Conventional pain rating scales [i.e. visual analogue scales (VAS) or numerical rating scales (NRS)] only provide a summary for different levels of pain felt, while the duration of these levels is not accounted for. If pain can be rated continuously, the area under the curve (AUC) of varying pain intensity over time can be calculated, which integrates varying pain intensity with duration. The present study examined the reproducibility and validity of a continuous pain rating procedure.

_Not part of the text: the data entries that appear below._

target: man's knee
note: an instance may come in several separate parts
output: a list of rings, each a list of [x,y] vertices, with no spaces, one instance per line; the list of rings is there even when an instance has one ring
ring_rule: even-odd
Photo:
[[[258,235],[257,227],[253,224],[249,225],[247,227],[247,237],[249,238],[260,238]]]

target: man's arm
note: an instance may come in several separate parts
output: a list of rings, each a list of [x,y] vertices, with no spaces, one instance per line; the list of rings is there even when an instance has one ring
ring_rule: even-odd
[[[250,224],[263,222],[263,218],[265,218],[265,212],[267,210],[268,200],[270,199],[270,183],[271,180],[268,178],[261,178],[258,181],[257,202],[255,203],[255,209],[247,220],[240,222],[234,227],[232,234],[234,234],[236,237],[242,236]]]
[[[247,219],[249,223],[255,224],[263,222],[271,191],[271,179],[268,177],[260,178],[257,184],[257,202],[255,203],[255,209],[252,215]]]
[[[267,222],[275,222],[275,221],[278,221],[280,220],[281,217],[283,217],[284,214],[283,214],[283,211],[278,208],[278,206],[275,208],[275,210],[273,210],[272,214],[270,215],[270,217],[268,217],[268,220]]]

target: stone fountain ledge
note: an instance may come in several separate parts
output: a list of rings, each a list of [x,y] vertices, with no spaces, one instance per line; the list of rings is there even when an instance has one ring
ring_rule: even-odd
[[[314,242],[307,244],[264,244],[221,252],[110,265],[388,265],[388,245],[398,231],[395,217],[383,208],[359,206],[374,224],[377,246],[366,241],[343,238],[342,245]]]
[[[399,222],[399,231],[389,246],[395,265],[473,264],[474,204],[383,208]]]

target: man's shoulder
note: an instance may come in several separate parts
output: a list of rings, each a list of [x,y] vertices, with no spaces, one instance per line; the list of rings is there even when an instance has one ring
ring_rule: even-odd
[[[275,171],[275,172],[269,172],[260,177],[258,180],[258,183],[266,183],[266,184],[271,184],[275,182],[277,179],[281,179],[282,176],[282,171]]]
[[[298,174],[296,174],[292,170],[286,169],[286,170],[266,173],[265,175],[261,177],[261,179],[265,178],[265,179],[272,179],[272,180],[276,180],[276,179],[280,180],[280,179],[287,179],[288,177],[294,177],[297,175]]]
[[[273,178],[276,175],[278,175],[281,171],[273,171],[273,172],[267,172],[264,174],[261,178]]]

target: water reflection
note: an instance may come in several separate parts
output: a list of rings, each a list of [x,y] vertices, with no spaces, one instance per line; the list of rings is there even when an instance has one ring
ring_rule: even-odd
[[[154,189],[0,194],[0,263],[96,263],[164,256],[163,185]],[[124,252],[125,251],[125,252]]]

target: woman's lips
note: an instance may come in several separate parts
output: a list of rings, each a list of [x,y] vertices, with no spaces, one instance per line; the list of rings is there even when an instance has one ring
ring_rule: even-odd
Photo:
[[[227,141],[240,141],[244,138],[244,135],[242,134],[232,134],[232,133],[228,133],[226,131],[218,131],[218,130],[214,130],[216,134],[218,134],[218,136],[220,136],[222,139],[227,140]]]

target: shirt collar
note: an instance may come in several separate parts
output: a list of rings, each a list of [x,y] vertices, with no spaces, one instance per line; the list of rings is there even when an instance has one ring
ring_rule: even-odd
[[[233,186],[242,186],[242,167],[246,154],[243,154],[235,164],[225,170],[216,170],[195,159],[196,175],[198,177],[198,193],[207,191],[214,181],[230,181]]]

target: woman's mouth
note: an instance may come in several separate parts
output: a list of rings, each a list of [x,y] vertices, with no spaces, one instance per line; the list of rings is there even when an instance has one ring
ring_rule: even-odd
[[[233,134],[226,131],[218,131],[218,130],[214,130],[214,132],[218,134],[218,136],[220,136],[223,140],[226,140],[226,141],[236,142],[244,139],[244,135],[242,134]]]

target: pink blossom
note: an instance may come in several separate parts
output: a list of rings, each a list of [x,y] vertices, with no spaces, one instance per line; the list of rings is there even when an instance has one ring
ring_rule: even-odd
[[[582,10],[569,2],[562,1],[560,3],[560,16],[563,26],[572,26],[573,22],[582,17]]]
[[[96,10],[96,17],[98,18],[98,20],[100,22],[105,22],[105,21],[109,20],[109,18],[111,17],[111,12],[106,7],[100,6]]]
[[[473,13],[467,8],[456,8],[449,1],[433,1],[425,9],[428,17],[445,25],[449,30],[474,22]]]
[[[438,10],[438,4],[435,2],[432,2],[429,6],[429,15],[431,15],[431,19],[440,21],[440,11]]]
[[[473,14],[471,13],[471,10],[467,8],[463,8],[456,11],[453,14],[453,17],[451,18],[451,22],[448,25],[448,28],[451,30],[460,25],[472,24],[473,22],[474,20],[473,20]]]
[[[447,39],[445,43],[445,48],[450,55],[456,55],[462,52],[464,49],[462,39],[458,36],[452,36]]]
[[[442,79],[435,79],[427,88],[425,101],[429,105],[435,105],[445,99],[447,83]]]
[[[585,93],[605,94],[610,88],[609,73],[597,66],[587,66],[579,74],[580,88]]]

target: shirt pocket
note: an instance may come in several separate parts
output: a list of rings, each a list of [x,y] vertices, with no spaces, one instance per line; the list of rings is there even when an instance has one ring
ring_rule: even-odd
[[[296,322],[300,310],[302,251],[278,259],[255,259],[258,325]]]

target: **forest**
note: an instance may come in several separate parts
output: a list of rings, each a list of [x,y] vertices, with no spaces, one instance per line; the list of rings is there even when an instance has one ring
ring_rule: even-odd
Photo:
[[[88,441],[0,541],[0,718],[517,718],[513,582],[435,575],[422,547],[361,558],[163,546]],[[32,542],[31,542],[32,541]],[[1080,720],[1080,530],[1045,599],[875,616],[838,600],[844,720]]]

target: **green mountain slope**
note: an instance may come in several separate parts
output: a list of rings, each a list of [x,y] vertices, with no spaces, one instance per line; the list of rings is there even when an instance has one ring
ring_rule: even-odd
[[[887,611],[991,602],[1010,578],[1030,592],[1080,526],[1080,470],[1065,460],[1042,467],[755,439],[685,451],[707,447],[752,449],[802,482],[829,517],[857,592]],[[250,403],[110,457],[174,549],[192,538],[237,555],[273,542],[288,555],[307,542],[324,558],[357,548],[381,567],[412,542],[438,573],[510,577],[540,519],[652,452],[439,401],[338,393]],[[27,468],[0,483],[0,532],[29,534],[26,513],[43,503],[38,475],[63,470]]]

Twenty-eight healthy volunteers participated. Pain was induced using constant current delivered to the non-dominant forearm using bipolar electrodes. Pain was rated continuously on an electronic VAS monitored by a computer. For each participant, the level of current needed to achieve a weak, mild, slightly moderate and moderate level of pain was determined (part I). Next, participants were asked to rate the painfulness of six periods of electrical stimulation (part II). Unknown to the participants, they were presented with the four levels of current obtained in part I, where the level of current for mild and moderate pain was presented twice (in order to assess consistency). The order of presentation was randomized for all subjects.


In general, participants produced reliable mean AUCs. In addition, the AUC of pain intensity over time could clearly discriminate between the four levels of pain used in the present study.


A continuous pain registration procedure, using an AUC approach, may be a promising direction to explore. Results can be improved by allowing more training on the use of the electronic VAS.